Diode failure due to wire self-inductance?

Thread Starter


Joined Jan 2, 2014
See the attached jpg file that is a photo of a circuit with some notes.

I have a string of LED xmas lights that has failed with bridge diodes D1 and D2 shorted out.

The switch SW1 is actually the location of the string’s female AC plug, where additional strings can be plugged in. In my case, I had four of these strings connected serially. Post mortem analysis found fuse F1 blown in all four strings, diodes D1 and D2 were shorted out only in string #3, the other three strings (string #1, string #2, and string #4) were all okay after replacing the blown fuses.

My hypothesis is that a short-circuit occurred in string #4 in its female plug that caused diodes D1 and D2 in string #3 to fail due to the self-inductance of the very long 22 AWG wire. The reason I think the short-circuit occurred in string #4 instead of in string #3 is because the fuse F1 was also blown in string #4.

In the attached circuit diagram, I have simplified the situation by showing only one string.

An unexpected short-circuit (shown as SW1) will cause fuse F1 to blow. After the short-circuit has occurred, but just prior to the fuse blowing open, the short-circuit current will be about (169V/0.8 = 211A). The long 22 AWG wire has self-inductance of about (25 [feet] * 2 * 0.414 [uH/ft] = 20.7 uH).

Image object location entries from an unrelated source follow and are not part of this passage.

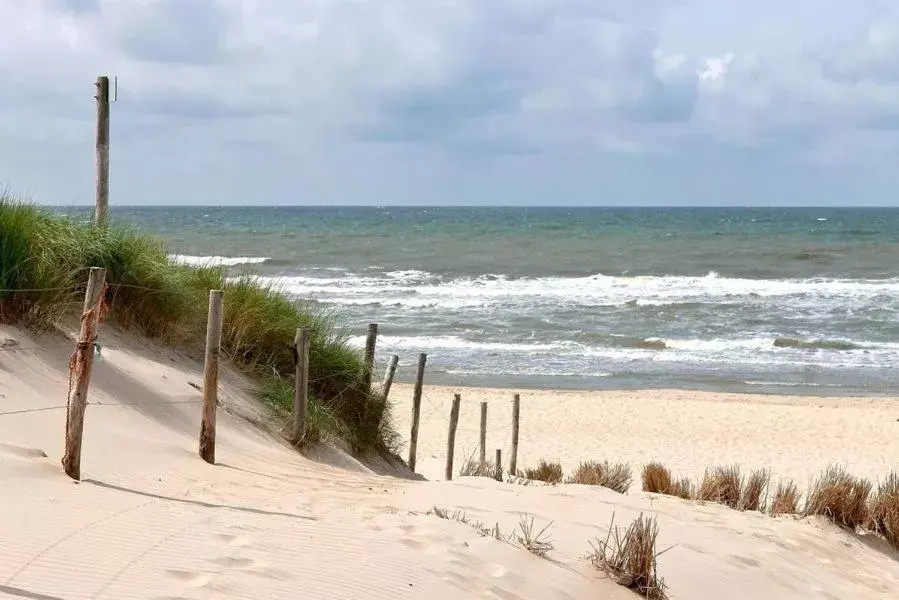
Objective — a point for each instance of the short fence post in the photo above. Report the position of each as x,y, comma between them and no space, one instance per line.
301,387
516,411
483,456
391,371
451,437
368,361
416,409
211,376
80,376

When the fuse blows with 211A flowing in the circuit (which will cause the circuit to suddenly open up) will there be a large voltage spike (V) across diodes D1 and D2 because of the wire inductance? If so, how do I calculate this voltage. Could this large voltage damage diodes D1 and D2 and cause them to fail?

P.S. I do not think that string #3 diodes failed first and then fuses blew because (if that were the case) the (down-stream) fuse in string #4 would NOT have blown.